La Asamblea Nacional aprueba un proyecto de ley para frenar las publicaciones «obviamente ilícitas» en Facebook o Twitter, que se enfrentan a sanciones de hasta 1.25 millones de euros en caso de infracción grave

La impunidad hacia el insulto virtual, camino de acabarse. Al menos en Francia, donde la Asamblea Nacional ha aprobado este martes un proyecto de ley que exgiriá a las empresas tecnológicas propietarias de redes sociales como Facebook o Twitter la eliminación de los mensajes de odio en un plazo máximo de 24 horas. La medida, que cuenta con gran respaldo de la ciudadanía gala, salió adelante con el apoyo de 434 diputados frente a 33 votaciones en contra y unas 69 abstenciones.

Los legisladores proponen, de esta manera, frenar los insultos online en este tipo de servicios tan populares. La nueva norma establece, además, sanciones de hasta 1,25 millones de euros en caso de infracción grave. La medida, sin embargo, ha suscitado las dudas de grupos de privacidad franceses que consideran que atenta contra la libertad de expresión. «Lo que no se tolera en la calle no debe ser tolerado en internet», apunta Laetitia Avia, diputada de La República en Marcha (LREM) -partido en el gobierno- y que se ha encargado de promulgar la ley en la Asamblea. La ley llegará ahora al Senado donde se podrán presentar enmiendas hasta la aprobación del texto final.

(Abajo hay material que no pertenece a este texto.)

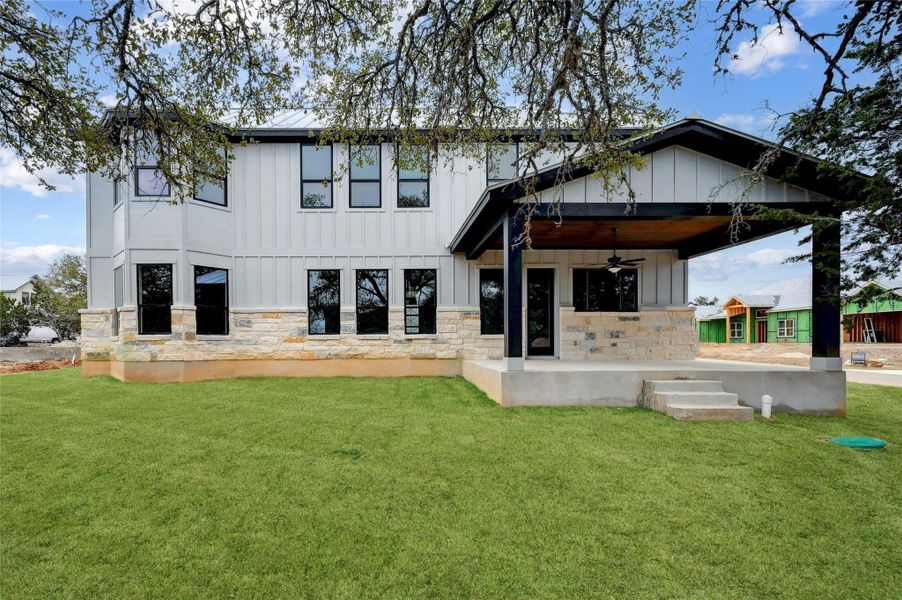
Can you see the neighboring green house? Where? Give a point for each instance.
(877, 319)
(756, 318)
(785, 319)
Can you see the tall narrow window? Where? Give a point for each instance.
(211, 299)
(600, 290)
(419, 301)
(372, 301)
(154, 299)
(491, 301)
(149, 178)
(323, 302)
(118, 297)
(213, 189)
(316, 176)
(366, 189)
(501, 162)
(413, 177)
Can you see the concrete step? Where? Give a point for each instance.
(661, 399)
(690, 412)
(685, 385)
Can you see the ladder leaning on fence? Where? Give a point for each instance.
(870, 337)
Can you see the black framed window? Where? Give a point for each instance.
(316, 176)
(600, 290)
(118, 297)
(413, 177)
(491, 301)
(419, 301)
(372, 301)
(366, 180)
(323, 302)
(212, 189)
(501, 162)
(154, 299)
(149, 179)
(211, 300)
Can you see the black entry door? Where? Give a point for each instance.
(540, 312)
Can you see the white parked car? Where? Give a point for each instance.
(41, 335)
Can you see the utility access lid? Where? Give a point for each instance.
(859, 442)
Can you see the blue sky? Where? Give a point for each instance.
(37, 226)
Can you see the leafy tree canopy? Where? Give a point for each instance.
(430, 71)
(60, 295)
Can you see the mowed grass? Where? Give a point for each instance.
(423, 487)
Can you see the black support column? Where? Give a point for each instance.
(825, 300)
(513, 292)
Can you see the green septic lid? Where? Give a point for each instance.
(860, 442)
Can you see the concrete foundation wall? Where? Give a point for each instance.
(619, 384)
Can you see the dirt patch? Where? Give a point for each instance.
(890, 355)
(39, 365)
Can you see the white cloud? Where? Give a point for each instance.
(767, 55)
(810, 8)
(32, 259)
(790, 285)
(767, 257)
(747, 122)
(13, 175)
(719, 266)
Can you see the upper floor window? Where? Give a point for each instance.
(372, 301)
(211, 299)
(149, 178)
(154, 299)
(366, 182)
(419, 301)
(501, 162)
(491, 301)
(323, 302)
(213, 189)
(413, 177)
(600, 290)
(118, 297)
(316, 176)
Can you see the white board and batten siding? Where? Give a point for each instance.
(678, 174)
(268, 242)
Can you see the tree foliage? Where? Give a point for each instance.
(14, 317)
(193, 76)
(60, 295)
(853, 123)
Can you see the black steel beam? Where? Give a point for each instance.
(513, 286)
(825, 288)
(485, 243)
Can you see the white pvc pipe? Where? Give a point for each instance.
(766, 402)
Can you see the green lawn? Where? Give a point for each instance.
(425, 488)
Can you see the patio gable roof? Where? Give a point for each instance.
(693, 227)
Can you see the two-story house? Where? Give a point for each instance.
(305, 263)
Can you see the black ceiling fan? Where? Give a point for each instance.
(615, 263)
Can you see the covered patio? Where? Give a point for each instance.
(679, 216)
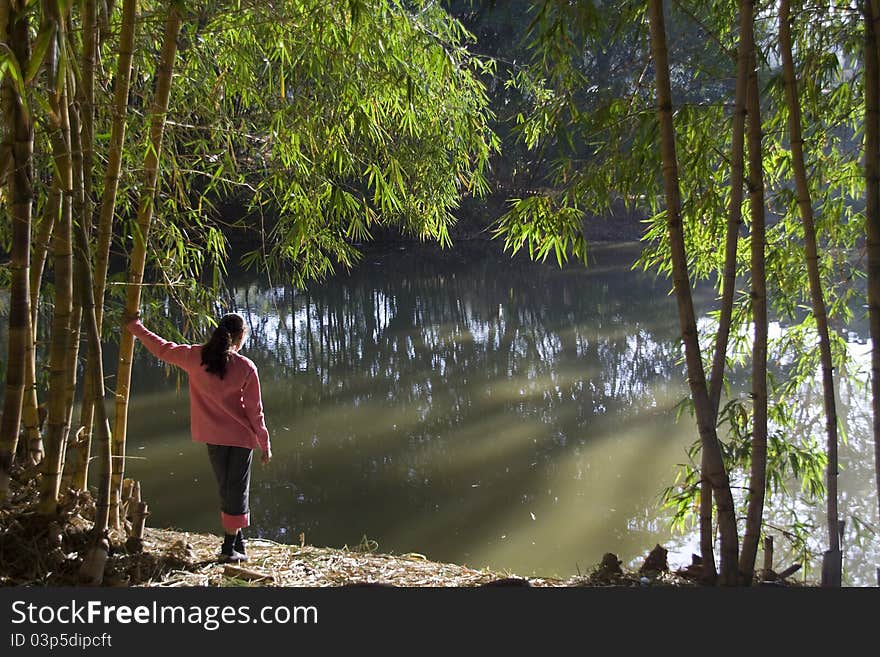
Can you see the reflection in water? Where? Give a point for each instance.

Este desafío ha llevado a los legisladores a mirar con lupa las acciones de redes sociales como Facebook, que en los últimos años ha estado cuestionada por su incapacidad de detener los discursos extremistas. Especialmente después de que un terrorista asesinara a varias personas en una mezquita en Nueva Zelanda en marzo. El autor de la masacre transmitió además el ataque en directo durante 17 minutos sin que la multinacional estadounidense hiciera nada al respecto. Un suceso que motivó a grupos críticos a pedir una regulación más estricta.

Según el proyecto de ley, las empresas tecnológicas deberán introducir herramientas para alertar a los usuarios sobre el contenido «claramente ilícito» relacionado con la raza, el género, la religión, la orientación sexual o la discapacidad. Ámbitos sensibles que suelen polarizar a los usuarios. En caso de que la red social no reaccione a tiempo se enfrentarán a multas de hasta el 4% de sus ingresos anuales. El organismo encargado de imponer las sanciones será el regulador de radiodifusión francés, CSA.

Con esta medida, Francia se suma a la corriente iniciada en Alemania, donde en 2018 se aprobó un proyecto de ley por el cual las autoridades locales pueden imponer multas de hasta 50 millones de euros a los medios sociales sino eliminan las publicaciones cargadas de odio. Francia, pese a todo, ya prohíbe este tipo de discursos, pero ahora ha decidido establecer un plazo de eliminación. Organizaciones defensoras de internet y la libertad de expresión han cuestionados estas normativas argumentando que se impone la censura. Su argumentación es que no se define «claramente» lo que es contenido prohibido.

Insultos y comentarios racistas proliferan a menudo en las redes sociales. Un campo abierto digital donde muchos usuarios se atacan entre sí. La provocación, en muchas ocasiones, traspasa lo exigible y muchas personas son objetivo de duros ataques continuamente. Francia quiere atajar este problema. Según la ley aprobada, la responsabilidad de estas publicaciones recaerá sobre Facebook, Twitter y YouTube. Con el objetivo de hacer de Francia el garante de la lucha contra los gigantes estadounidenses, el presidente Emmanuel Macron pretende, además, que el nuevo marco legal pueda detener la propagación de contenido falso en este tipo de servicios.